Preventative thinking is a balance to the popular theme of our day which is possibility thinking.
The possibility thinker is always positive about his potential, and his ability to move ahead, and achieve higher and higher goals.
This is a good and biblical way of thinking.
We all need it to press on to what God wants us to achieve.
The danger is pride.
We become so sure of ourselves that we can keep climbing that we forget the reality of our sinful nature.
We climb alright, but cease to care that we step on others as we do.
We use people and abuse them, and cease to be Christlike in our attitudes and actions.
Christians locked into their possibility thinking become cold and calculating Christian Pharisees.
They justify all of their sin as necessary to keep marching toward their goal.
They are in a class by themselves, and they say with the Pharisee of old, "I thank God I am not as other men."
Christians in this state of mind are capable of doing any evil, and considering it as legitimate.

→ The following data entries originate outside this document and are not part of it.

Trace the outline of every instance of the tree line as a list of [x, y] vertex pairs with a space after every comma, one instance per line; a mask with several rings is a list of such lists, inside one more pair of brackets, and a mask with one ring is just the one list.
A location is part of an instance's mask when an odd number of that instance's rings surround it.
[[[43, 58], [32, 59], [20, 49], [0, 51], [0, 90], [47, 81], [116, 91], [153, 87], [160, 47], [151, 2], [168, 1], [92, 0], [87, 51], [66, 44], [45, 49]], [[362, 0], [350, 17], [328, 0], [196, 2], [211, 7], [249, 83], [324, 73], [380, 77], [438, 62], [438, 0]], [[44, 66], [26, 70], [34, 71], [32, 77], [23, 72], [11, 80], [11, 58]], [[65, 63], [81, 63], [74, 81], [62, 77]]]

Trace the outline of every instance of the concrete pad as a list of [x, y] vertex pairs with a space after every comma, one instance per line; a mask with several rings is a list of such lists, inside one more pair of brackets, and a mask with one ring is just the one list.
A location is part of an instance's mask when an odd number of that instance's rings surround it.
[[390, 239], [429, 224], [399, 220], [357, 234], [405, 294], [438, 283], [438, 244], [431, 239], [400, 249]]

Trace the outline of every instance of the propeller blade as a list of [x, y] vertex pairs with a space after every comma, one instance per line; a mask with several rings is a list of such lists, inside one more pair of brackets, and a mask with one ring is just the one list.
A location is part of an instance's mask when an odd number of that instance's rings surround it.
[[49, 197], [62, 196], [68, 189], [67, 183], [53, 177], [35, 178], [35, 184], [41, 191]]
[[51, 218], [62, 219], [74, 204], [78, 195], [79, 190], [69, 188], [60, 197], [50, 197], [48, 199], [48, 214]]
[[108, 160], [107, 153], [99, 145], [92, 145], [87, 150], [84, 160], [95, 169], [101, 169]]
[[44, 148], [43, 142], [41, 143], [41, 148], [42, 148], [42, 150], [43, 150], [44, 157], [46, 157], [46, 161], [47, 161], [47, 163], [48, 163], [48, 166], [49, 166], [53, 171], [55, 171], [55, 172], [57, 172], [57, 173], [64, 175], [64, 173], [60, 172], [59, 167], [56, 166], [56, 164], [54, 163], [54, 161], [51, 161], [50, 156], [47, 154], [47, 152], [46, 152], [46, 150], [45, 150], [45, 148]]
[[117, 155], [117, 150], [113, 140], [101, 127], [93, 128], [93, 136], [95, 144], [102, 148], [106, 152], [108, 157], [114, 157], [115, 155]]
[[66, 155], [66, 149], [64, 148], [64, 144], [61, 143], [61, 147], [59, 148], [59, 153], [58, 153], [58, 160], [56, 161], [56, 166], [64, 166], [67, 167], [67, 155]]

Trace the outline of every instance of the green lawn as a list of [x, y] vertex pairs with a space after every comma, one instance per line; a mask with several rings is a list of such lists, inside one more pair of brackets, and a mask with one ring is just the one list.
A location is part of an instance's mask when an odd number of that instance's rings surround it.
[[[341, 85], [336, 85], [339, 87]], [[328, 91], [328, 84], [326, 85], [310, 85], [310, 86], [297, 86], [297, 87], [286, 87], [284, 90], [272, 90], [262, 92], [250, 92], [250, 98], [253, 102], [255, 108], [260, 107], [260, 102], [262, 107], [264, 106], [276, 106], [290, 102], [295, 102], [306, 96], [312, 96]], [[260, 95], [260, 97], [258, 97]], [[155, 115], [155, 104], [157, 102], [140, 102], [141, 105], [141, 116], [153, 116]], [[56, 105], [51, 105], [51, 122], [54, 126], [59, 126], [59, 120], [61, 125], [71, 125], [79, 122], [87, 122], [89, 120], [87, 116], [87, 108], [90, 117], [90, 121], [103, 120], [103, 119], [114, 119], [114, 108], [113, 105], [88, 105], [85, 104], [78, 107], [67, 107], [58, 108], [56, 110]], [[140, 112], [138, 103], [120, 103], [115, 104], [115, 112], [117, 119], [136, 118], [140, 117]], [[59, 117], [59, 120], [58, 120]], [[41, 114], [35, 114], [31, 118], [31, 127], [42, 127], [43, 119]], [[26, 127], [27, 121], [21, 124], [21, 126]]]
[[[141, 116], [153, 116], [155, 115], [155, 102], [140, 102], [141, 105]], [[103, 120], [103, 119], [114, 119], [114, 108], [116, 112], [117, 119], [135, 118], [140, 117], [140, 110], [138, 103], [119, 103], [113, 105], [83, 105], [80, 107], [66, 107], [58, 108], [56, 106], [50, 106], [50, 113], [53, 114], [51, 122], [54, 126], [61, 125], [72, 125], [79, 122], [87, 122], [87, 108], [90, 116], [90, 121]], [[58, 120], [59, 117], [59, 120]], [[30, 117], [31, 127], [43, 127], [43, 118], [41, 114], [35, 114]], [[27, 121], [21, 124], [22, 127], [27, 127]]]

Preventative thinking keeps the possibility thinker in a state of balance.
It keeps him honest about his capability for sinful attitudes and actions.
It prevents his pride from blinding him to the reality that he is as other men.
He can still press on toward his goals, but not at any price.
He sees his tendency to use people, and will chose to move slower rather than damage the life of a brother.
Preventative thinking is simply being honest about yourself; about your feelings, motives, desires, and then choosing to so live that you prevent your evil tendencies from determining the path you travel.
Preventative thinking is just the other side of possibility thinking.
Yes, I can succeed and climb, but it is also possible I can fail and fall, and this negative possibility can spoil the positive, and, therefore, I can only achieve the positive by being aware of the negative, and preventing it from becoming a reality.
In the Sermon on the Mount Jesus is saying that the key to the victorious Christian life is prevention.
This sermon has no cross in it; no resurrection, and there is no call to repentance.
It is not a doctrinal sermon, nor an evangelistic sermon.
It is not a message to the lost.
It is a message to the saved, and to those already in the kingdom of God who are part of the family of God by faith in Christ.
Jesus is not preaching the Gospel in this sermon.
The Gospel deals with the first step of salvation which is justification.
This is an event in which the sinner becomes a child of God by faith.
When a lost person prays, "God be merciful to me a sinner.
I trust Jesus as my Savior," that person is saved, or justified.
Then comes the second stage of salvation which is not an event, but a process, and it is called sanctification.
This is what the Sermon on the Mount is all about.
It is the process by which we become more and more Christlike as we become stronger and wiser in overcoming the power of sin.
The third stage of salvation is glorification, and it is both an act and a process, for when Jesus comes again we will be transformed to be like him, and then for all eternity be able to advance in holiness as we move closer and closer to the infinite holiness of God.
Each of the three Persons of the Trinity are closely associated with one of these stages.
It is Jesus and justification; the spirit and sanctification, and God the Father and glorification.
We are now in the second stage, and this is the stage of Christian living, and that is what the Sermon on the Mount deals with.
Prevention is the name of the game.
Sanctification is the outwitting of sin by preventing it from ever happening.
To prevent sin is to do the will of God on earth as it is in heaven where all sin is prevented.
God is the great Preventer.
Most of us never realize how blessed we are, for the providence of God in history is so often preventative.
By this I mean, many of our greatest blessings we never even know about.